From the Book of the Sayings of Tsiang Samdup.
CHAPTER XXV
THE COMPROMISE
Ommony stacked up the fire and resumed his seat in the leather armchair that Marmaduke had always used. Diana, belly to the blaze, barked and galloped in her sleep. Hannah Sanburn went on talking:
“Tsiang Samdup said last night that you have been with him two months. Do you know then what I mean when I say one can’t argue with him? He just sat there on the hearthrug and—it’s difficult to explain—he seemed to be listening for an inside message. It may sound idiotic, but I received the impression of a man waiting for his own soul to talk to him. He was perfectly silent. He hardly breathed. I felt absolutely sure he would find some way out of the difficulty. But the strange thing was, that the solution came from me. I suppose ten minutes passed without a word said, and I felt all the while as if my mind were being freed from weights that I had never known were there. Then suddenly I spoke because I couldn’t help it; I saw what to do so clearly that I simply had to tell him.
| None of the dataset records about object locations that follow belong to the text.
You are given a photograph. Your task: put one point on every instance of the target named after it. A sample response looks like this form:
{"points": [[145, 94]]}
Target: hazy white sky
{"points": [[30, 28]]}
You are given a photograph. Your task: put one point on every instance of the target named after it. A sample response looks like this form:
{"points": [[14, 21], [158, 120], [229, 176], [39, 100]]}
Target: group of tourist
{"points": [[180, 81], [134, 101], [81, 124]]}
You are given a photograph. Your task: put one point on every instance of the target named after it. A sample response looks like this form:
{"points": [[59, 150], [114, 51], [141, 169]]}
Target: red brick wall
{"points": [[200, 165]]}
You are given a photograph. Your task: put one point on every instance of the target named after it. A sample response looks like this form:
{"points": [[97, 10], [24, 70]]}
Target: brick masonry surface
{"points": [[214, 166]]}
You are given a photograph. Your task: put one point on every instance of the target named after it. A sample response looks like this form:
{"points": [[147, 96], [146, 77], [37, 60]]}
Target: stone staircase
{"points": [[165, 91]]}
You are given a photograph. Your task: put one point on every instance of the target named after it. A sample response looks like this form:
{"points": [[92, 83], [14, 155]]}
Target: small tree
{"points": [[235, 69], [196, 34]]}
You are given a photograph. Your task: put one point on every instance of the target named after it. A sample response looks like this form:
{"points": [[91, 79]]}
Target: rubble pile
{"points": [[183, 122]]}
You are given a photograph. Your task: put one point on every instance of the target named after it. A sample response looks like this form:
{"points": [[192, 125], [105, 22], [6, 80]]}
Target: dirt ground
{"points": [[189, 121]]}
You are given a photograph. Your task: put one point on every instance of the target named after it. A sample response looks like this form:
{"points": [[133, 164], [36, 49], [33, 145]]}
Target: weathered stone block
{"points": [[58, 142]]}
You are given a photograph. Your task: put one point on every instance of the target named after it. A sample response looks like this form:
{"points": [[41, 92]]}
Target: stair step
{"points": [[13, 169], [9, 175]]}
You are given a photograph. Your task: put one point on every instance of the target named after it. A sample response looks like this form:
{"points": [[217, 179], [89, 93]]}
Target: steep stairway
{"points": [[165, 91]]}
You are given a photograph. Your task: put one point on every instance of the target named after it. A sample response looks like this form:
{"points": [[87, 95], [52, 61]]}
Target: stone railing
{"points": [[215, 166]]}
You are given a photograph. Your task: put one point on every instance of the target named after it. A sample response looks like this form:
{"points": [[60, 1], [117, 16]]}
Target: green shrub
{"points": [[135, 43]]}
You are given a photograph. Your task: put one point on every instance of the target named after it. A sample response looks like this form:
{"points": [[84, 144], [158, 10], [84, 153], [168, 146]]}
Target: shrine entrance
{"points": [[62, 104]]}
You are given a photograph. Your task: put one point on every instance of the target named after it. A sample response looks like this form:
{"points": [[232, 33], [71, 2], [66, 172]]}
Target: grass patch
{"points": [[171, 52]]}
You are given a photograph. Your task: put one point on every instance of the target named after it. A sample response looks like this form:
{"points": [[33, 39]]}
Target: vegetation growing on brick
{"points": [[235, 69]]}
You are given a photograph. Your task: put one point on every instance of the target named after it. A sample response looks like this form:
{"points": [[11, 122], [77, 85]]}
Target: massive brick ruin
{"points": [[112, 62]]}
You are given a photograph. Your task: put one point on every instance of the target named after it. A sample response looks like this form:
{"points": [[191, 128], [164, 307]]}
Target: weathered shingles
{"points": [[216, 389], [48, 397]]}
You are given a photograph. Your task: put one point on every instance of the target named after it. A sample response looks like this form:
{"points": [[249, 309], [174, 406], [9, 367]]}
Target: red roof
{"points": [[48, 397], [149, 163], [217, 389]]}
“It wasn’t hypnotism. It was just the contrary. It was as if he had dehypnotized me. I saw all the risks and scores of difficulties. And I saw absolutely clearly the necessity of doing just one thing. I told him I would take the child for six months out of every year and treat her as if she were my own. He might have her for the other six months. Every single wrinkle on his dear old face smiled separately when I said that. I had hardly said it when I began to wish I hadn’t; but he held me to my word.
“He brought me the baby the following week, and she was here in this building all the while you were ranging the hills for some word of the Terrys. The hardest work I ever had to do was to keep silent when you returned here worn out and miserable about your sister’s fate. But, if you had been let into the secret, you would have interfered—wouldn’t you? Am I right or wrong, Cottswold?”
“Of course. I would never have dreamed of letting my sister’s child go back to the Ahbor Valley.”
“Yet, if Tsiang Samdup hadn’t taken her every year for half a year, the Ahbors would have killed him. And remember: I had bound myself in advance not to tell any one—and particularly not to tell you. The Lama was only able to loan her to me for six months of every year by consenting to the Ahbors watching her all the time she was with me. Whenever she has been with me Ahbors have watched day and night. The excuse Tsiang Samdup gave to them was that unless she should be with me for long periods she would die and the Ahbors would find their valley invaded by white armies in consequence. They fear invasion of their valley more than anything else they can imagine. On the other hand, they regard the child as a gift from Heaven and the old Lama as her rightful guardian.
“I don’t quite understand the situation up there; the Ahbors don’t accept Tsiang Samdup’s teachings, they have a religion of their own; and he isn’t one of them; he’s a Tibetan. But they recognize him as a Lama, protect his monastery, and submit to his authority in certain ways. Perhaps I’m stupid; he has tried very hard to explain, and so has Elsa. Privately I called her Elsa, after her mother, of course. Tsiang Samdup gave her the Chinese name of San-fun-ho. The word is supposed to signify every possible human virtue.”